Chairman of the Assembly of Representatives of Tajikistan
- Incumbent
- Assumed office March 19, 2025
- Preceded by: Mahmadtohir Zokirzoda

Personal details
- Born: Faizali Fuzailshovich Idiev January 3, 1977 (age 49) Gharm District, Tajik SSR, Soviet Union
- Party: People's Democratic Party

= Fayzali Idizoda =

Tajik politician (born 1977)

Faizali Fuzailsho Idizoda (Файзалӣ Фузайлшо Идизода, born 3 January 1977) is a politician from Tajikistan who has served as Chairman of Assembly of Representatives of Tajikistan since March 2025.

== Biography ==
Faizali Idizoda was born on January 3, 1977, in the Gharm District into an intellectual family. After graduating from Secondary School No. 3 in the Gharm district, he entered the full-time department of the Faculty of Law of the Tajik National University, graduating in 1998 with a degree in law.

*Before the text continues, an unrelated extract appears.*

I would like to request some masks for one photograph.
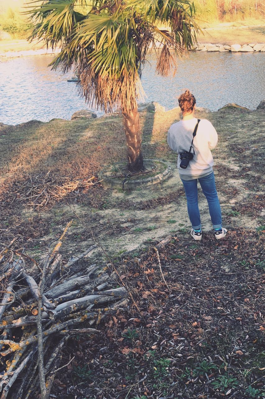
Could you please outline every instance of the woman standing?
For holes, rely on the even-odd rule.
[[[217,133],[209,120],[197,120],[194,117],[196,100],[189,90],[181,94],[179,103],[183,119],[170,128],[168,143],[170,148],[179,154],[177,168],[186,194],[188,213],[192,226],[191,235],[195,240],[201,240],[201,224],[198,206],[199,180],[208,203],[215,238],[220,239],[225,237],[227,230],[222,226],[221,208],[212,170],[214,161],[210,151],[217,143]],[[187,165],[188,163],[185,168],[181,159],[181,156],[180,156],[180,154],[189,152],[189,154],[193,156],[189,156],[186,152],[185,155],[192,159],[188,162],[186,158],[184,163]]]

He began his career as an investigator in the tax police department of the Rasht District. In 2001, he transferred to the prosecutor's office, and until 2008, he worked as an investigator in the military prosecutor's office of the Karotegin Region. In September 2008, he entered the full-time postgraduate department of the Department of International Law of the Institute of State and Law of the Russian Academy of Sciences and studied at this institution until July 2011.

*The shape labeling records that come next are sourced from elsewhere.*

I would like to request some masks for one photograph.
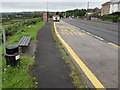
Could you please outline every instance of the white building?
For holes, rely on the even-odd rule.
[[[110,2],[110,13],[120,12],[120,0],[111,0]]]

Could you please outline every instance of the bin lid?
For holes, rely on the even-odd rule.
[[[18,45],[7,45],[6,48],[7,49],[14,49],[14,48],[18,48]]]

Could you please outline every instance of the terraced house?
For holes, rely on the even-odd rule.
[[[110,0],[102,4],[101,16],[120,12],[120,0]]]

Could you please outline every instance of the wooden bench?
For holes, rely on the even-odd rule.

On June 16, 2011, he defended his doctoral thesis on the topic "International and legal foundations of the participation of international organizations in resolving the armed conflict in Tajikistan".

== Academic work ==
After completing his studies, he taught international law and European law to students as an assistant and senior lecturer. On March 6, 2012, he was appointed as the Deputy Dean of the Faculty of Law for Science. On April 9, 2013, he was transferred to the position of Deputy Dean of the Faculty for Academic Affairs. By order of Minister of Education Nuriddin Saidov on July 11, 2013, he was appointed Deputy Rector of the Tajik Pedagogical Institute for Education. From September 1, 2014, to September 30, 2015, he worked as the Deputy Dean for Educational Affairs of the Faculty of Law of the Tajik National University, and has since October 24, 2015 been working as an associate professor at the Department of International Law of the same faculty. On January 19, 2018, by order of President Emomali Rahmon, he was appointed Director of the National Center for Legislation and worked in this position until July 30 of the same year, when he was appointed rector of the Tajik Pedagogical Institute, working in this position until January 21, 2020.

== In government ==
By order of President Emomali Rahmon on March 6, 2020, he was appointed Head of the Department of Education, Culture and Information of the Executive Office of the President of Tajikistan and worked in this position until May 4, 2021. Since May 6, 2021, he has been working as a deputy of the Assembly of Representatives, and since May 14, 2021, he was working as the Chairman of the Committee on State Structure and Local Self-Government.

On October 22, 2021, Faizali Idizoda was elected deputy chairman of the standing committee of the CIS Interparliamentary Assembly. The day after the 2025 Tajik parliamentary election, he once again became a member of the Assembly of Representatives of Tajikistan as the member for Rasht. On March 19, 2025, at the first session of the newly elected parliament, Idizoda was elected chairman.

==Personal life==
He is married, and has four children. He holds the rank of Major of Justice.